Em 1936, o grande, o enorme Walker Evans tirou a fotografia que está acima, que tem vários títulos. O mais conhecido: «Tenant’s Daughter Farmer». O mais comprido, oficial: «Lucille Burroughs, Daughter of a Cotton Sharecropper. Hale County, Alabama». A rapariga, Lucille Brown, tinha 10 anos na altura e sonhava ser professora ou enfermeira. Sonhos de menina tempos de Grande Depressão. A história da fotografia é extraordinária, e pode ser lida aqui.
Lucille Brown casou aos 15 anos. Divorciou-se, casou de novo, e teve quatro filhos. O marido morreu novo. Lucille nunca chegou a ser professora ou enfermeira. Andou na apanha do algodão e foi empregada de mesa. Sempre foi pobre. Matou-se em 1971, aos 45 anos de idade, ingerindo veneno para ratos.

A imagem tem uma história, como se vê. Não questiono o uso de imagens «icónicas» nas capas de livros. O problema é que o risco de repetições é muito grande. E, como disse, há imagens que têm uma história e uma carga simbólica, um lastro pretérito que talvez não coincida por inteiro com o conteúdo das obras a que servem de capa. Depois, há ainda a questão do «tratamento» de imagens de grandes fotógrafos: será legítimo fazê-lo?
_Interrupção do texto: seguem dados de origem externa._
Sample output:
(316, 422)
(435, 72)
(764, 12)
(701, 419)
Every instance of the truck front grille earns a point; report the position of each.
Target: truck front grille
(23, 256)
A Relógio D’Água é a melhor editora portuguesa, Francisco Vale é o melhor editor português (declaração de interesses: sou seu amigo e admirador, trabalho com ele em alguns projectos). Se a melhor editora portuguesa «trata» imagens de grandes fotógrafos, uma opção que interessa discutir (à partida, não é uma opção ilegítima, mas devemos debater o assunto), o que farão as outras editoras? Quer uma resposta? Entre, com olhos de ver, numa livraria. Veja as capas dos livros, com calma. Depois, conclua. A questão não é uma picuinhice esteticista. Não estou a falar da Relógio D'Água, calma. Falo dos outros, quase todos: a opção cada vez maior por utilizar bancos de imagens, por parte de várias editoras em todo o mundo, é facilitista e empobrecedora das artes gráficas, da ilustração, da fotografia. A prazo, pode ser fatal, matando o surgimento de novos talentos. Cuidado com o futuro. Os nossos criadores, os nossos ilustradores, os nossos fotógrafos, os nossos gráficos não dizem nada?